Why don't those politicians understand what hateful colonialism they are practicing? Psychedelics have been used for millennia by the tribes that the west has conquered -- now we won't even let folks talk honestly about such indigenous medicines.
This is the "Oprah fallacy," which has led to so much suffering. She told women they were fools if they accepted a drink from a man. That's crazy. If we are terrified by such a statistically improbable event, we should be absolutely horrified by horses and skateboards.
There's a run of addiction movies out there, like "Craving!" wherein they actually personify addiction as a screaming skeleton. Funny, drug warriors never call for a Manhattan Project to end addiction. Addiction is their golden goose.
We need a scheduling system for psychoactive drugs as much as we need a scheduling system for sports activities: i.e. NOT AT ALL. Some sports are VERY dangerous, but we do not outlaw them because we know that there are benefits both to sports and to freedom in general.

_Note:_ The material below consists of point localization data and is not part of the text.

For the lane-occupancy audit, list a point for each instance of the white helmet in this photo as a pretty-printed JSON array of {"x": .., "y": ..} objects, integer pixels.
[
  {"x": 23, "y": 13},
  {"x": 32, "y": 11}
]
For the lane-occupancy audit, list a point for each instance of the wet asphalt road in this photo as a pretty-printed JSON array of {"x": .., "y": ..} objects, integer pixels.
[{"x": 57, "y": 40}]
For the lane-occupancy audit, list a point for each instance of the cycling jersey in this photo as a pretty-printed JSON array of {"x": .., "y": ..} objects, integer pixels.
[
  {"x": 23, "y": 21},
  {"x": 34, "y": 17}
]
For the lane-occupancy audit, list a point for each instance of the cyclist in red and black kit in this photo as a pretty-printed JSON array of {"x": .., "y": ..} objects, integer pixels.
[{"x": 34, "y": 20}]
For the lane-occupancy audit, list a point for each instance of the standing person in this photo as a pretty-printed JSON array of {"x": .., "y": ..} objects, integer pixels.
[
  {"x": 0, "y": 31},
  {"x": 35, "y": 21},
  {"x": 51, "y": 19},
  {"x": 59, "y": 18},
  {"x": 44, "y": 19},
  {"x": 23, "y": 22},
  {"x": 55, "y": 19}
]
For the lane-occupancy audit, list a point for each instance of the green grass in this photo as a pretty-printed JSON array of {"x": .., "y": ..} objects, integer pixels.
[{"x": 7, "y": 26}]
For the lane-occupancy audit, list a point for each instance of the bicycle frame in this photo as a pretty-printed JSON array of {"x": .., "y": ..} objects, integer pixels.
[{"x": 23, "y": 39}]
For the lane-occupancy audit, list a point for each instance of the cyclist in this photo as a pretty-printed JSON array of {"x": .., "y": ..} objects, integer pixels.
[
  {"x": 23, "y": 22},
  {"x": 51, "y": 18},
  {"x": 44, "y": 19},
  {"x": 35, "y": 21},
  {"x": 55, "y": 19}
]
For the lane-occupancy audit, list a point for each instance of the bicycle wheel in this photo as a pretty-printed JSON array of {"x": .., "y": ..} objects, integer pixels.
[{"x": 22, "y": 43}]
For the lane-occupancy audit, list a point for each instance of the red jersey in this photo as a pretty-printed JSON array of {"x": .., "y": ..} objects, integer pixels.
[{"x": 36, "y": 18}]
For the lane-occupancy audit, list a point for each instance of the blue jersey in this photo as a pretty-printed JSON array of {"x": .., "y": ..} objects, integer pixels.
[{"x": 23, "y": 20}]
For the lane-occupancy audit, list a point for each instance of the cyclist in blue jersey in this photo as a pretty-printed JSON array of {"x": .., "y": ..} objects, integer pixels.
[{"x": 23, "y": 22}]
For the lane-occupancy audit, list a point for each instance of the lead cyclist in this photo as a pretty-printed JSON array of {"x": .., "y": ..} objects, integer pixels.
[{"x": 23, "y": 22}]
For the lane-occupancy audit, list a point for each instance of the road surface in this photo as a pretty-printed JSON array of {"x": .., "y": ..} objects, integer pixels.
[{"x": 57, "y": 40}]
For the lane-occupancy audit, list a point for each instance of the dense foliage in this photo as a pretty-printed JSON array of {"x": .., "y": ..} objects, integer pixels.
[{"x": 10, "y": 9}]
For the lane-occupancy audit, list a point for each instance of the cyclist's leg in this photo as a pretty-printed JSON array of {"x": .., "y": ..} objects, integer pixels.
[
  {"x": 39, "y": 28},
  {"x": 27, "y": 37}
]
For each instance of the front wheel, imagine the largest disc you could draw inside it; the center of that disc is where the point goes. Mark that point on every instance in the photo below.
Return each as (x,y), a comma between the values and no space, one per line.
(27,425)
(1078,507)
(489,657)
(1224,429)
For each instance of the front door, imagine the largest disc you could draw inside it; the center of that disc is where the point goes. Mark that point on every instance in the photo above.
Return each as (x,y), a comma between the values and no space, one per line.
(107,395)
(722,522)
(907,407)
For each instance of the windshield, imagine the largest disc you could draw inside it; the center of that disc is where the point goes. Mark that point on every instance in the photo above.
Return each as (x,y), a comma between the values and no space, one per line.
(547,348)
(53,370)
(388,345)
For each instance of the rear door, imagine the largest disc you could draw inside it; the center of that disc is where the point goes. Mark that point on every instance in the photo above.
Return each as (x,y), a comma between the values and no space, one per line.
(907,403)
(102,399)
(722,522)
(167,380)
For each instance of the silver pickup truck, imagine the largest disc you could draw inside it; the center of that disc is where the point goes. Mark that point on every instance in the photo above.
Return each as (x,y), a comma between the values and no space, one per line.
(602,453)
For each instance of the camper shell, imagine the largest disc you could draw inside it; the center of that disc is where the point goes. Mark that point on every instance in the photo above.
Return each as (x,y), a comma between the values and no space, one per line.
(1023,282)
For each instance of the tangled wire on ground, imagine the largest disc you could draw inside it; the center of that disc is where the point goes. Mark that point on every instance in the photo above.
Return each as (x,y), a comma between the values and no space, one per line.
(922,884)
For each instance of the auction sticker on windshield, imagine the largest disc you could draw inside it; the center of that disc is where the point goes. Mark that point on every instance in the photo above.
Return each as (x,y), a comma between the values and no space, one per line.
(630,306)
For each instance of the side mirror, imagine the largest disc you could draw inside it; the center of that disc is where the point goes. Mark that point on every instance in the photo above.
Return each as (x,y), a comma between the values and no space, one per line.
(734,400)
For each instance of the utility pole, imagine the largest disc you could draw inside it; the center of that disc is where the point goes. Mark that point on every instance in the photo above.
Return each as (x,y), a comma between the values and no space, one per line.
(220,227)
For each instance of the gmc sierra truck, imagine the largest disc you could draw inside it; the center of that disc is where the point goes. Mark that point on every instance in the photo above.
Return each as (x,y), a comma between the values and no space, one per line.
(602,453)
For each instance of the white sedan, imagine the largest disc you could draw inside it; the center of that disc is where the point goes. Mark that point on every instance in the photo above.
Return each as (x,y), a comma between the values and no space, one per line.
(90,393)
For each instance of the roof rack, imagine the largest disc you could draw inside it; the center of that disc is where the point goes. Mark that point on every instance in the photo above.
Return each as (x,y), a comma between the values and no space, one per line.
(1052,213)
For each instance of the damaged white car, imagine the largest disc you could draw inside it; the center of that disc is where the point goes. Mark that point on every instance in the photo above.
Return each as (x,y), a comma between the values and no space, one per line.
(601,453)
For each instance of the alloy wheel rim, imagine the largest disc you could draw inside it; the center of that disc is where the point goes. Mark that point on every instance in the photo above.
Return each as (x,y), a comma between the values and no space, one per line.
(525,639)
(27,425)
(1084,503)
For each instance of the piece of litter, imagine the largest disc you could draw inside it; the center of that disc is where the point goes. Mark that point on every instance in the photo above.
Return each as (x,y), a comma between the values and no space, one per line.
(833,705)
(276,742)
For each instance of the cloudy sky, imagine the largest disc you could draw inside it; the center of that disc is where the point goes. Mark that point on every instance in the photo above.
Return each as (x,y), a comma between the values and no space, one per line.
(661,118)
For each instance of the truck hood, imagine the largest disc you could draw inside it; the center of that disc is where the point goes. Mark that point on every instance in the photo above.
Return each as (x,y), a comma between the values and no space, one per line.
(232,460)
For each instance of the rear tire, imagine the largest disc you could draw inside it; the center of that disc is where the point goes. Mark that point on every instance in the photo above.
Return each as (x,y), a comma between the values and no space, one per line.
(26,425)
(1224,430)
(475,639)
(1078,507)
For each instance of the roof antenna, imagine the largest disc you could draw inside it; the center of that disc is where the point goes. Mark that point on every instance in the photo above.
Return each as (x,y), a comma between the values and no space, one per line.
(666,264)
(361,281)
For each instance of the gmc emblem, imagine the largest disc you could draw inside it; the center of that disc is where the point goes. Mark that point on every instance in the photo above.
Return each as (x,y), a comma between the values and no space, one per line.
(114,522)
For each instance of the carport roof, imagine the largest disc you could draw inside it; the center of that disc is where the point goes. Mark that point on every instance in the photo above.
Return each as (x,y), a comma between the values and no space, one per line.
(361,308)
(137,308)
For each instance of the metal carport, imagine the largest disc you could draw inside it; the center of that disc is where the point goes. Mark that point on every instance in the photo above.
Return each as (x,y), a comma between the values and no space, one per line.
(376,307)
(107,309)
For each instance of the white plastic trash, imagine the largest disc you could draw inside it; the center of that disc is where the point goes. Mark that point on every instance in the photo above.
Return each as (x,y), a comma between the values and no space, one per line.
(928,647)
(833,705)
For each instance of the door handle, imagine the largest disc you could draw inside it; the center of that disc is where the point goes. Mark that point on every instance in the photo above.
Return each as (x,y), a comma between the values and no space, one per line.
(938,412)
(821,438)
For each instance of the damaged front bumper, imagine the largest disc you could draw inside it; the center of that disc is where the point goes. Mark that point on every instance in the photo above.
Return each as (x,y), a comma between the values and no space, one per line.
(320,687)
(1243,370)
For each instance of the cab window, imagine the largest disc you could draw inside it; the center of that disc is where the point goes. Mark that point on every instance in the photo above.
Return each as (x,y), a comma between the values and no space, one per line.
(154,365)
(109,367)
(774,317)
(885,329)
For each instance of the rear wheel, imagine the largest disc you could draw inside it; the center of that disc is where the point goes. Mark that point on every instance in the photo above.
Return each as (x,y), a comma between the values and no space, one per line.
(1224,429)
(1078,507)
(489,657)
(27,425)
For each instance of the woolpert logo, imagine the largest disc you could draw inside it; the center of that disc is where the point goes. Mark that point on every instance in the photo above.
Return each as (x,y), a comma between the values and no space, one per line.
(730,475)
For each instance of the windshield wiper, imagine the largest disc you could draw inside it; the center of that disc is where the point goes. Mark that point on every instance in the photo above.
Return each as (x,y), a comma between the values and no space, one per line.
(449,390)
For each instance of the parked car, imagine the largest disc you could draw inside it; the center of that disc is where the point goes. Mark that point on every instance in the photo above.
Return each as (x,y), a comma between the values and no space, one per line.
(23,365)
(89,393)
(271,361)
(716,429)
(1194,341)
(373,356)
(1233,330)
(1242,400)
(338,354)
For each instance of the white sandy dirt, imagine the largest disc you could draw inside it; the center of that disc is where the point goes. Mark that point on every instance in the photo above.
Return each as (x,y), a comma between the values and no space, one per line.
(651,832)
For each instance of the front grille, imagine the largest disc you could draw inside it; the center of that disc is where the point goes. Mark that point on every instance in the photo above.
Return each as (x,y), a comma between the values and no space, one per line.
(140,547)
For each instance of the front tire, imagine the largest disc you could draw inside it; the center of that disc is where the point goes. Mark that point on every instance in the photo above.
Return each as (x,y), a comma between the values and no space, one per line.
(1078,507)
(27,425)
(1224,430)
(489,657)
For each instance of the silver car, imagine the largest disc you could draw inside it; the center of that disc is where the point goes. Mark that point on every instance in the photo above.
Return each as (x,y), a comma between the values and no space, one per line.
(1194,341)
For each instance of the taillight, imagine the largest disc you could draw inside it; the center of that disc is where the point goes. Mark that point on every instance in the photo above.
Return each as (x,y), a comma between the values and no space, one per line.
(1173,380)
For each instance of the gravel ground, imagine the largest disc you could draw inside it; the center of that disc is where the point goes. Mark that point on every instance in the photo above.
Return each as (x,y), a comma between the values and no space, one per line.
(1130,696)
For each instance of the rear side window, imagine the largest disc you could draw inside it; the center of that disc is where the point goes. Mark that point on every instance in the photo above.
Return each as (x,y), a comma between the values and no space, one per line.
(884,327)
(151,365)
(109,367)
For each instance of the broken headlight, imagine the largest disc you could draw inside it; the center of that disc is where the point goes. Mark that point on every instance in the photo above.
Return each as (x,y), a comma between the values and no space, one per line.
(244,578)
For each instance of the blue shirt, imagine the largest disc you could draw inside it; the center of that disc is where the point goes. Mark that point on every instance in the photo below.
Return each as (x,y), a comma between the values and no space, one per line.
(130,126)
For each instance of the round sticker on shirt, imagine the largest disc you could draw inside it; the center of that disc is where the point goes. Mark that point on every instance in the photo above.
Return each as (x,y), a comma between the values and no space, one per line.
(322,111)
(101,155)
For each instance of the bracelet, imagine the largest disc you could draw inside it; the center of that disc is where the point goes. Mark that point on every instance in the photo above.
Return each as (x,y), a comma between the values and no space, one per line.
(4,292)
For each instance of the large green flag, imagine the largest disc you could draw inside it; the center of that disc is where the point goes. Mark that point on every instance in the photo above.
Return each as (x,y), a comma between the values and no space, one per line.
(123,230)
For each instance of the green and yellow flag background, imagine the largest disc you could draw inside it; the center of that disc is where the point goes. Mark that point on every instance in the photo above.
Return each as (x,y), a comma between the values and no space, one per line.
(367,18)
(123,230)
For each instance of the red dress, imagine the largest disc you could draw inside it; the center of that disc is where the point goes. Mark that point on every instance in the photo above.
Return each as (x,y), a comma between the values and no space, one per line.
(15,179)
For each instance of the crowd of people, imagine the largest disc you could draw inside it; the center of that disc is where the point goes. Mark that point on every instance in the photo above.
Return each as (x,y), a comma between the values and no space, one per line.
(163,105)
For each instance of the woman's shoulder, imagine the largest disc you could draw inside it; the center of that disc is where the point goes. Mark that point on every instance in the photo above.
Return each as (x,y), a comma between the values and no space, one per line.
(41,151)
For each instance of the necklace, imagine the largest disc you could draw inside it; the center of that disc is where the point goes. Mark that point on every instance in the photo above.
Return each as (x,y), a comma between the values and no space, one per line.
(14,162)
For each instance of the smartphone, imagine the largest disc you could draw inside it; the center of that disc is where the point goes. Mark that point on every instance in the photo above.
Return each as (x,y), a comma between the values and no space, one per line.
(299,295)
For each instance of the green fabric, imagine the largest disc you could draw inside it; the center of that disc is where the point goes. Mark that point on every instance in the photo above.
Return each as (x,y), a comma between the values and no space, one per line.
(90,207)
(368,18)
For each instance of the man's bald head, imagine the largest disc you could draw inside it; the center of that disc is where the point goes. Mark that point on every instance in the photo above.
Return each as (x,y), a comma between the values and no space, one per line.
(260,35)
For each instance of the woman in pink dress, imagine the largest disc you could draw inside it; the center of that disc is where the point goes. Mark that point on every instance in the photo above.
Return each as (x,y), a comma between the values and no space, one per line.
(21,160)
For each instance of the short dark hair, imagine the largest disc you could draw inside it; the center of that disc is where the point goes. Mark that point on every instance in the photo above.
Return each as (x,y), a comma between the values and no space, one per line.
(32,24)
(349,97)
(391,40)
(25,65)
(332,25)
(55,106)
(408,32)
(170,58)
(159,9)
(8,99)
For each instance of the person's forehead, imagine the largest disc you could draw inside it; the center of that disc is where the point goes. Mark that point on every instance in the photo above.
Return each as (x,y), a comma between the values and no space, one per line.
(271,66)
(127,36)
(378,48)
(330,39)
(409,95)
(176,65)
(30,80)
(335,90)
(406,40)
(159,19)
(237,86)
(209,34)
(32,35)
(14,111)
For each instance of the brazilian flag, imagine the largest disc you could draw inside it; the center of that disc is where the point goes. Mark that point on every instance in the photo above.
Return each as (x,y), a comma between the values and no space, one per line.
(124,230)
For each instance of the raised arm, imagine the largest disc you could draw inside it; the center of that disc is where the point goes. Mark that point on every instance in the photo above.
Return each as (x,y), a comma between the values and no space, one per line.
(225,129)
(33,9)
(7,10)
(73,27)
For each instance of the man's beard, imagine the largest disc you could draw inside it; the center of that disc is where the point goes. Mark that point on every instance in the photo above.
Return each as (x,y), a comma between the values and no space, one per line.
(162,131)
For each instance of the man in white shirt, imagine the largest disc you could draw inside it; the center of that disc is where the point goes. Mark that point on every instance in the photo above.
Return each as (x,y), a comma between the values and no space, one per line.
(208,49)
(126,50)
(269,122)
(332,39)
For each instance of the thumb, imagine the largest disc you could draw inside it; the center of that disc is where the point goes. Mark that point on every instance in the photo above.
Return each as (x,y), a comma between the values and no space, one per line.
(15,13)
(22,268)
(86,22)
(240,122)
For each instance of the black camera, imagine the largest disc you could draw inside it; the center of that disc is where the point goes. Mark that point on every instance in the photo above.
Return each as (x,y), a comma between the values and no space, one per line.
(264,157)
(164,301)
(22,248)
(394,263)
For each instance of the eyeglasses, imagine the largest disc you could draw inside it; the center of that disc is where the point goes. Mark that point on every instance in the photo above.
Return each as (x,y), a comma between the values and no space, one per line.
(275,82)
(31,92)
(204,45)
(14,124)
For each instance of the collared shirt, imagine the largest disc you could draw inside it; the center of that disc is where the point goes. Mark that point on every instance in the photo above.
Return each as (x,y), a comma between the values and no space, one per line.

The massive use of plea deals lets prosecutors threaten drug suspects into giving up their rights to a fair trial.
The Shipiba have learned to heal human beings physically, psychologically and spiritually with what they call "onanyati," plant allies and guides, such as Bobinsana, which "envelops seekers in a cocoon of love." You know: what the DEA would call "junk."
Was looking for natural sleeping aids online. Everyone ignores the fact that all the stuff that REALLY works has been outlawed! We live in a pretend world wherein the outlawed stuff no longer even exists in our minds! We are blind to our lost legacy regarding plant medicines!
No drug causes addiction after one use. From this fact alone, it follows that even drugs like meth and crack and Fentanyl can be used wisely -- on an intermittent basis.